Monthly Newspaper • DIOCESE OF BRIDGEPORT

Overcoming Spiritual Blindness

During these days of Easter week, the Gospels recount the early appearance accounts of the Risen Lord to his disciples. What is common to many of them is the fact that these disciples could not recognize the Lord’s presence, even when he was standing in front of them. They overcame their “blindness” only when the Lord made the outreach first, allowing them to recognize His presence.

The inability of the earliest disciples to recognize the Lord’s presence was caused in part by their own self-absorption. They were consumed by their own concerns and feelings, whether that was grief on the part of Mary Magdalene, or confusion and disappointment as was true for the two disciples on the road to Emmaus. One could describe them as being “stuck” within their own worlds, rendering them unable to see outside of themselves and to welcome the presence of Christ as He truly is.

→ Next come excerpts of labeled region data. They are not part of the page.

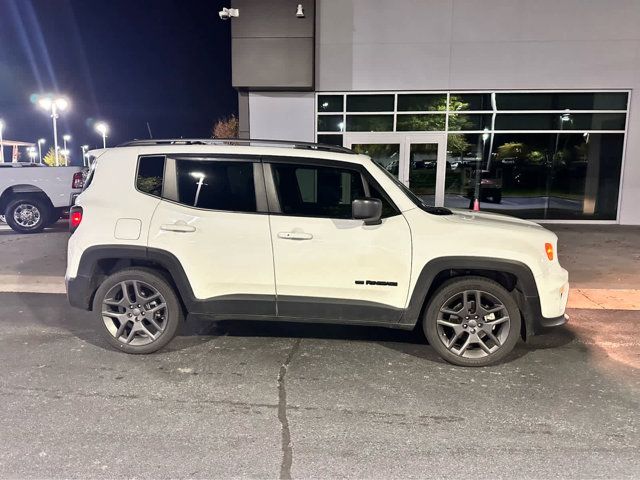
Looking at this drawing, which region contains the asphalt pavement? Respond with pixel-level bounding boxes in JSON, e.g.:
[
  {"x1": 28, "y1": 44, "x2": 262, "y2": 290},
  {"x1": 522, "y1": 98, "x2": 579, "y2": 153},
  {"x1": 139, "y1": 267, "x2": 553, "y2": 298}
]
[{"x1": 0, "y1": 224, "x2": 640, "y2": 479}]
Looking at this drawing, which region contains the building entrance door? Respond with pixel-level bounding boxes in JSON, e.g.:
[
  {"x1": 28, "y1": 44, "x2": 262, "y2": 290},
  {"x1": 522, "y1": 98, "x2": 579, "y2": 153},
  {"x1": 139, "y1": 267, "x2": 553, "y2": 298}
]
[{"x1": 344, "y1": 132, "x2": 447, "y2": 207}]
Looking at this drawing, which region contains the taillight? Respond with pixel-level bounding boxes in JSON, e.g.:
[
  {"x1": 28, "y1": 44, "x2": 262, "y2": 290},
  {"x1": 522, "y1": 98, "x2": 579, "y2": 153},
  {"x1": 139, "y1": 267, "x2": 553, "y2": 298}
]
[
  {"x1": 69, "y1": 207, "x2": 82, "y2": 233},
  {"x1": 544, "y1": 243, "x2": 553, "y2": 260},
  {"x1": 71, "y1": 172, "x2": 84, "y2": 188}
]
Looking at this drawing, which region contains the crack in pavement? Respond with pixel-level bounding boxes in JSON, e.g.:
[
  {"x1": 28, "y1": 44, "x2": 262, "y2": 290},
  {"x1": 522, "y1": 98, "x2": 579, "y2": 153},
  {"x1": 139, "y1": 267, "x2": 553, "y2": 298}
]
[{"x1": 278, "y1": 338, "x2": 302, "y2": 480}]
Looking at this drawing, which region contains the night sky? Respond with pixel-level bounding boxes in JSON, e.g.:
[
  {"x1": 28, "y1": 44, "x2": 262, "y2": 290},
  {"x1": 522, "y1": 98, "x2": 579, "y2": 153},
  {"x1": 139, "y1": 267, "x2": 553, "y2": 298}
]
[{"x1": 0, "y1": 0, "x2": 237, "y2": 161}]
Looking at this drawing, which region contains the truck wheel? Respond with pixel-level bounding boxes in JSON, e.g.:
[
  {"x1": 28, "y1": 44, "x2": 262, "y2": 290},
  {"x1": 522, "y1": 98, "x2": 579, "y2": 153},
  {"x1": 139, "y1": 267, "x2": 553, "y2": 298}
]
[
  {"x1": 93, "y1": 268, "x2": 183, "y2": 354},
  {"x1": 4, "y1": 197, "x2": 49, "y2": 233},
  {"x1": 422, "y1": 276, "x2": 522, "y2": 367}
]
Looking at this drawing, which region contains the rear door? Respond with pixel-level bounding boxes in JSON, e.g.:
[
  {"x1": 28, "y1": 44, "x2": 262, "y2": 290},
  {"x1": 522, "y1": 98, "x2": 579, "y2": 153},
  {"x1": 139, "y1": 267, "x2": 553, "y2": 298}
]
[
  {"x1": 149, "y1": 155, "x2": 275, "y2": 318},
  {"x1": 265, "y1": 159, "x2": 411, "y2": 323}
]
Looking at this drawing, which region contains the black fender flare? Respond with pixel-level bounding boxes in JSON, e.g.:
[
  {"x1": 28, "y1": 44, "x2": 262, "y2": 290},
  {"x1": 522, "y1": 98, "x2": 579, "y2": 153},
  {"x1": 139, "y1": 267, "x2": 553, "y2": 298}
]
[
  {"x1": 67, "y1": 245, "x2": 196, "y2": 310},
  {"x1": 400, "y1": 256, "x2": 542, "y2": 335},
  {"x1": 66, "y1": 244, "x2": 275, "y2": 316}
]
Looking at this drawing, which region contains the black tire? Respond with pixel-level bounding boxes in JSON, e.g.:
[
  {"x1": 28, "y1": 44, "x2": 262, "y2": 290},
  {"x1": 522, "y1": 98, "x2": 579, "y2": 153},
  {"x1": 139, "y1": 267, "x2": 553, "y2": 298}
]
[
  {"x1": 93, "y1": 268, "x2": 184, "y2": 354},
  {"x1": 4, "y1": 197, "x2": 51, "y2": 233},
  {"x1": 422, "y1": 276, "x2": 522, "y2": 367}
]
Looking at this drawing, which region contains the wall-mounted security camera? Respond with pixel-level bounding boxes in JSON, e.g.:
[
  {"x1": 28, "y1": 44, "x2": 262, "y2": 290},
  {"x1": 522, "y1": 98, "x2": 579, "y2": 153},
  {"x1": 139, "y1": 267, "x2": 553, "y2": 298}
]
[{"x1": 218, "y1": 7, "x2": 240, "y2": 20}]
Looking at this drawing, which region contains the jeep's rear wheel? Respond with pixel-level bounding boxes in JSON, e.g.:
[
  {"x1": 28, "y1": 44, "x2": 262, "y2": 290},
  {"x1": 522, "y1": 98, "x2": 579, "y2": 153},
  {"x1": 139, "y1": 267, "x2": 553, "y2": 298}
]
[
  {"x1": 93, "y1": 269, "x2": 183, "y2": 353},
  {"x1": 422, "y1": 277, "x2": 521, "y2": 367}
]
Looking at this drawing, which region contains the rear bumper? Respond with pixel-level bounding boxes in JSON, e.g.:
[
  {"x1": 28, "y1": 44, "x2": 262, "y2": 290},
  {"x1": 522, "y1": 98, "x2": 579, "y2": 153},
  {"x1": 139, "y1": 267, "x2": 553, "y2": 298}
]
[{"x1": 64, "y1": 275, "x2": 95, "y2": 310}]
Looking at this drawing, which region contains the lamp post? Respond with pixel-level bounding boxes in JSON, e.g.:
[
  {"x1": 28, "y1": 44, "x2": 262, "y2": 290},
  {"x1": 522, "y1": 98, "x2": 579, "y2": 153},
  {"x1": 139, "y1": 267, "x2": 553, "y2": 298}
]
[
  {"x1": 38, "y1": 96, "x2": 69, "y2": 167},
  {"x1": 0, "y1": 120, "x2": 4, "y2": 163},
  {"x1": 95, "y1": 122, "x2": 109, "y2": 148},
  {"x1": 38, "y1": 138, "x2": 46, "y2": 163},
  {"x1": 60, "y1": 148, "x2": 69, "y2": 166},
  {"x1": 473, "y1": 128, "x2": 489, "y2": 212},
  {"x1": 62, "y1": 133, "x2": 71, "y2": 150},
  {"x1": 80, "y1": 145, "x2": 89, "y2": 167}
]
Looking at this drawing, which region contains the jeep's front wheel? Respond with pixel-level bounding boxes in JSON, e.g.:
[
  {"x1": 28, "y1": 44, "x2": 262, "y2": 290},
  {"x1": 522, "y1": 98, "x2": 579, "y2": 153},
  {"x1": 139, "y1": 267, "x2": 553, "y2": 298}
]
[
  {"x1": 93, "y1": 269, "x2": 183, "y2": 354},
  {"x1": 422, "y1": 277, "x2": 521, "y2": 367}
]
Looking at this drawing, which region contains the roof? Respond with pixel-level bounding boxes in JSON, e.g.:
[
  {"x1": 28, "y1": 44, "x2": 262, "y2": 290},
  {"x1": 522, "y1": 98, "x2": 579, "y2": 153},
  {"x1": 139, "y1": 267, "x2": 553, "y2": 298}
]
[{"x1": 118, "y1": 138, "x2": 356, "y2": 155}]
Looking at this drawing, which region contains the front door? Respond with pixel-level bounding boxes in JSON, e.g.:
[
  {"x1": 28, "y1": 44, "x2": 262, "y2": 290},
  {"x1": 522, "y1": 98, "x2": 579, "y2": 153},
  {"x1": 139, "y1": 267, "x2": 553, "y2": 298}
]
[
  {"x1": 265, "y1": 159, "x2": 411, "y2": 323},
  {"x1": 344, "y1": 132, "x2": 447, "y2": 206}
]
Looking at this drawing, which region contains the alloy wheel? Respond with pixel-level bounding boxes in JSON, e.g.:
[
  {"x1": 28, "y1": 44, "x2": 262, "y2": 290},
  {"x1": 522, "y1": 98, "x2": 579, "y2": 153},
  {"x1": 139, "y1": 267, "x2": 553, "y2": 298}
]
[
  {"x1": 13, "y1": 203, "x2": 41, "y2": 228},
  {"x1": 102, "y1": 280, "x2": 169, "y2": 346},
  {"x1": 436, "y1": 290, "x2": 511, "y2": 358}
]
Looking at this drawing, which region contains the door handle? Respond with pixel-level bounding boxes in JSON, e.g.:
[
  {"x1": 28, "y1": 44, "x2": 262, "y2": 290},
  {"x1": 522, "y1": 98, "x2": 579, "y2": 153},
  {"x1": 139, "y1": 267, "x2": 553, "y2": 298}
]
[
  {"x1": 160, "y1": 222, "x2": 196, "y2": 233},
  {"x1": 278, "y1": 232, "x2": 313, "y2": 240}
]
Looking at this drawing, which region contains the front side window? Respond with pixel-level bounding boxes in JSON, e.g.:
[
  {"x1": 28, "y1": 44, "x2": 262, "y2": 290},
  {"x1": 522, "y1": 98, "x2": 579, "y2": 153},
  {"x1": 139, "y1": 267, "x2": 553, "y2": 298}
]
[
  {"x1": 272, "y1": 164, "x2": 366, "y2": 219},
  {"x1": 136, "y1": 155, "x2": 165, "y2": 197},
  {"x1": 176, "y1": 159, "x2": 257, "y2": 212}
]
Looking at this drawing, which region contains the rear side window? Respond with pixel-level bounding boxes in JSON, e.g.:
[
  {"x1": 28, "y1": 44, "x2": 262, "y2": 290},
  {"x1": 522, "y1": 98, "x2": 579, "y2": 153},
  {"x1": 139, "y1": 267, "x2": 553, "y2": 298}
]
[
  {"x1": 176, "y1": 160, "x2": 257, "y2": 213},
  {"x1": 271, "y1": 164, "x2": 366, "y2": 219},
  {"x1": 136, "y1": 156, "x2": 165, "y2": 197}
]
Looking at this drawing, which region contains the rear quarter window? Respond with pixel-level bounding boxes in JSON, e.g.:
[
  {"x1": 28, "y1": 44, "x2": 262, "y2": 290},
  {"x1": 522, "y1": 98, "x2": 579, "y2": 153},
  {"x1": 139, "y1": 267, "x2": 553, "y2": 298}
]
[{"x1": 136, "y1": 155, "x2": 165, "y2": 197}]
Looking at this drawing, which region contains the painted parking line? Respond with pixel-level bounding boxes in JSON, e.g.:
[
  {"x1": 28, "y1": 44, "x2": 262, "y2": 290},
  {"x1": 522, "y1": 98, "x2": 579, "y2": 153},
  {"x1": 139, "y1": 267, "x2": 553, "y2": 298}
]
[
  {"x1": 567, "y1": 288, "x2": 640, "y2": 310},
  {"x1": 0, "y1": 275, "x2": 66, "y2": 293},
  {"x1": 0, "y1": 275, "x2": 640, "y2": 310}
]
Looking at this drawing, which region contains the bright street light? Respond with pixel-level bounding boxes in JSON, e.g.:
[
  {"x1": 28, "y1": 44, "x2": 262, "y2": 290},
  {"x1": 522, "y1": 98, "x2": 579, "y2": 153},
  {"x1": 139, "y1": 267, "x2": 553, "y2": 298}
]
[
  {"x1": 80, "y1": 145, "x2": 89, "y2": 166},
  {"x1": 38, "y1": 138, "x2": 46, "y2": 163},
  {"x1": 27, "y1": 147, "x2": 36, "y2": 162},
  {"x1": 0, "y1": 120, "x2": 4, "y2": 163},
  {"x1": 95, "y1": 122, "x2": 109, "y2": 148},
  {"x1": 38, "y1": 95, "x2": 69, "y2": 167}
]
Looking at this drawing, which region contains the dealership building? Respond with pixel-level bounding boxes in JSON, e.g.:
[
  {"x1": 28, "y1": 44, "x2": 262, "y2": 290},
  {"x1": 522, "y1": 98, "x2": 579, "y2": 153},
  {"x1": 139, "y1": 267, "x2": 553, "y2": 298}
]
[{"x1": 230, "y1": 0, "x2": 640, "y2": 225}]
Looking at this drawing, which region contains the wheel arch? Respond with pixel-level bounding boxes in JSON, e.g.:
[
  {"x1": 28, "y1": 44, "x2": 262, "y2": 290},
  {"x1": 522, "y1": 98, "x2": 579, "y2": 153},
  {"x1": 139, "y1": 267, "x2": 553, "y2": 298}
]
[
  {"x1": 400, "y1": 256, "x2": 541, "y2": 339},
  {"x1": 67, "y1": 245, "x2": 195, "y2": 311}
]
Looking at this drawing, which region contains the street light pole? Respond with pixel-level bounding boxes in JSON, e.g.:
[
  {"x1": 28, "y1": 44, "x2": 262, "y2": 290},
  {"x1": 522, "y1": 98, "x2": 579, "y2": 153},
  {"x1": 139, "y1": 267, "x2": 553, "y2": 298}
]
[
  {"x1": 80, "y1": 145, "x2": 89, "y2": 167},
  {"x1": 95, "y1": 122, "x2": 109, "y2": 148},
  {"x1": 38, "y1": 138, "x2": 45, "y2": 163},
  {"x1": 38, "y1": 95, "x2": 69, "y2": 167},
  {"x1": 0, "y1": 120, "x2": 4, "y2": 163},
  {"x1": 51, "y1": 102, "x2": 60, "y2": 167}
]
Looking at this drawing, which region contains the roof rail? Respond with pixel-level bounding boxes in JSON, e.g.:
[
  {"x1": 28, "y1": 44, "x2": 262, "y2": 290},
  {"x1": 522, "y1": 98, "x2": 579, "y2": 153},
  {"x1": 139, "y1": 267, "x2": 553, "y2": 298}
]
[{"x1": 118, "y1": 138, "x2": 356, "y2": 155}]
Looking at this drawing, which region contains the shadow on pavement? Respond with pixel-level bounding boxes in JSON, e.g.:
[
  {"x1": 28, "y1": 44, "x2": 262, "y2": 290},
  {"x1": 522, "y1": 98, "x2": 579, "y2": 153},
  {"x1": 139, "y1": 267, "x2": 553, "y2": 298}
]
[{"x1": 0, "y1": 293, "x2": 575, "y2": 363}]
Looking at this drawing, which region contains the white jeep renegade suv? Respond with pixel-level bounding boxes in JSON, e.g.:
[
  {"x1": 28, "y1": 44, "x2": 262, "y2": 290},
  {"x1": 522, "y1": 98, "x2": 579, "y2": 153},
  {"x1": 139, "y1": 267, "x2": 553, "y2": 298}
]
[{"x1": 66, "y1": 140, "x2": 569, "y2": 366}]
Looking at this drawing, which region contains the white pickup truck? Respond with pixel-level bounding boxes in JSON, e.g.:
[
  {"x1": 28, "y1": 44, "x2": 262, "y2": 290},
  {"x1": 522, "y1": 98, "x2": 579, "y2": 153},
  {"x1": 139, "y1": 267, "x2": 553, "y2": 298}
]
[{"x1": 0, "y1": 162, "x2": 85, "y2": 233}]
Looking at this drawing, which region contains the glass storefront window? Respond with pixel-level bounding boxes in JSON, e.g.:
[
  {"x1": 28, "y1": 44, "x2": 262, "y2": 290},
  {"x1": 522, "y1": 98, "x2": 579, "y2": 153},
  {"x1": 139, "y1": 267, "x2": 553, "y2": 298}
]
[
  {"x1": 396, "y1": 114, "x2": 446, "y2": 132},
  {"x1": 398, "y1": 93, "x2": 447, "y2": 112},
  {"x1": 347, "y1": 94, "x2": 394, "y2": 112},
  {"x1": 495, "y1": 113, "x2": 626, "y2": 130},
  {"x1": 347, "y1": 115, "x2": 393, "y2": 132},
  {"x1": 496, "y1": 92, "x2": 627, "y2": 110},
  {"x1": 449, "y1": 93, "x2": 493, "y2": 112},
  {"x1": 318, "y1": 95, "x2": 343, "y2": 112},
  {"x1": 318, "y1": 134, "x2": 343, "y2": 147},
  {"x1": 449, "y1": 113, "x2": 491, "y2": 131},
  {"x1": 318, "y1": 115, "x2": 344, "y2": 132},
  {"x1": 316, "y1": 91, "x2": 629, "y2": 220},
  {"x1": 445, "y1": 133, "x2": 624, "y2": 220}
]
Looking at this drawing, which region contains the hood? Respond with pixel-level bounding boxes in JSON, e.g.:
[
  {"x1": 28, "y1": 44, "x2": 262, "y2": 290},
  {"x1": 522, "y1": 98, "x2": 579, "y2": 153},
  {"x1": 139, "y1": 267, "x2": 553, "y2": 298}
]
[{"x1": 443, "y1": 208, "x2": 545, "y2": 230}]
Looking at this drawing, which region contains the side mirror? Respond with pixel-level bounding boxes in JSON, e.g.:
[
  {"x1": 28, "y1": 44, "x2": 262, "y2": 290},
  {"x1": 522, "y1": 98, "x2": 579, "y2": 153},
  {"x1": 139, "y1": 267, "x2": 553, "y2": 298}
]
[{"x1": 351, "y1": 198, "x2": 382, "y2": 225}]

We should not judge these disciples since we are all, at one time or another, guilty of missing the Lord, whose presence is often staring us in the face. We become so absorbed in the busy pace of our lives, our own troubles and challenges, or set in our own opinions and desires that we become blind. At such times, we must pray to become “unstuck” and to learn to see beyond our own noses. We must stop, look and listen for the signs of the Lord’s presence. For if we can learn to do this each day, what we will recognize is that the Lord is present before us all the while.